News flash: Most of the people you’ve added as friends, do not care. They don’t care about the workaholic who always complains about their boss. They care even less for the guy who uses his Facebook as a means to vent about every dark thought he’s ever had. Most are indifferent to the party people who post pictures of themselves with a beer every week in order to look like they have a social life. Hell, I’m sure that there are some people that find my own status updates uninteresting, rare as such updates are. It’s the same with mothers. We don’t care that Tiny Tim spit up on your favorite dress. So why does everyone have to hear about it EVERY SINGLE TIME?
I know what these women would probably say in answer: “You’ll understand when you become a parent yourself. That child becomes your entire world, and there’s nothing else which matters more.”
Okay, fair enough. For you. That doesn’t change the fact that I don’t need to know every intimate detail of the process. More status updates per day about kids than there are hours in the day is excessive. I’m sorry, your kid isn’t doing anything that interesting. If I posted about my dog like that, my friends would stage an intervention. The only time that I make several status updates within a few hours was recently, when there was a wildfire destroying nearby homes and I was sharing evacuation info from the local news site. If you’re going to post about one thing and one thing only and do so frequently in short periods of time, make it something important.
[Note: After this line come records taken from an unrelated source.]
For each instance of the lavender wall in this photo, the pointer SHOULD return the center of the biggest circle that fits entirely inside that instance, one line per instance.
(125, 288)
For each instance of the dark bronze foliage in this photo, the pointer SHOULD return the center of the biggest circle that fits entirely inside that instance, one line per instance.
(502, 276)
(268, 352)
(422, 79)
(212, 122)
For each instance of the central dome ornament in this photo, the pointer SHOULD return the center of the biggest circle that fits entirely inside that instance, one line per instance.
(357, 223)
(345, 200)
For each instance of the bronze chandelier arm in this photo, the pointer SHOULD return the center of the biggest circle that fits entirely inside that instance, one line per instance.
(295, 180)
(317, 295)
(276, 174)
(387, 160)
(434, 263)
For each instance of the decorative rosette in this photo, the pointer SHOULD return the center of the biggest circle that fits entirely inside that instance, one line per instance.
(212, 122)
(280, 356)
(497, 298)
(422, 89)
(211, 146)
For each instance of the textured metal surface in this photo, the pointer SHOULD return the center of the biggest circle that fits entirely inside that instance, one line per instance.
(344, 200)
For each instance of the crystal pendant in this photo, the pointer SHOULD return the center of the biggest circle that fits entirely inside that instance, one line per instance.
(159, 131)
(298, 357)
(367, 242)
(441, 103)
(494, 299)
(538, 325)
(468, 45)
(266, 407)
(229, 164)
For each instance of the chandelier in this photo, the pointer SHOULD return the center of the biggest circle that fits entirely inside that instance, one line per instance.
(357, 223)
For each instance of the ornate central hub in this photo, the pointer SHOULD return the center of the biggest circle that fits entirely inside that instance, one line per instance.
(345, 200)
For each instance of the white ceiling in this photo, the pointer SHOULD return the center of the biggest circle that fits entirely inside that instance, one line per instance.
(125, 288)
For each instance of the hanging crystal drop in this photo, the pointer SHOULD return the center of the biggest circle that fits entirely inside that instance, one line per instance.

People who constantly post about their kids and nothing else on FaceBook get deleted from my friends list. I just do not enjoy scrolling past their rant about diapers, and whatnot. I don’t think that doing so is rude. Sure, I could just use the ever-popular unbaby.me app (which replaces pictures of babies with cats but also occasionally has weird effects,) I can just close the window and open another for a Pocket Fruity game or a cat video (yay, cats.) But I figure that if I’m going to avoiding certain people’s posts anyway, I don’t see much sense in keeping them on my feed.
Anyway I guess what I’m wondering is: Why the essays? I know kids are important to their families, but Why tell everyone about single little thing? Why not just save the status updates for funny things or major accomplishments? Not the mundane.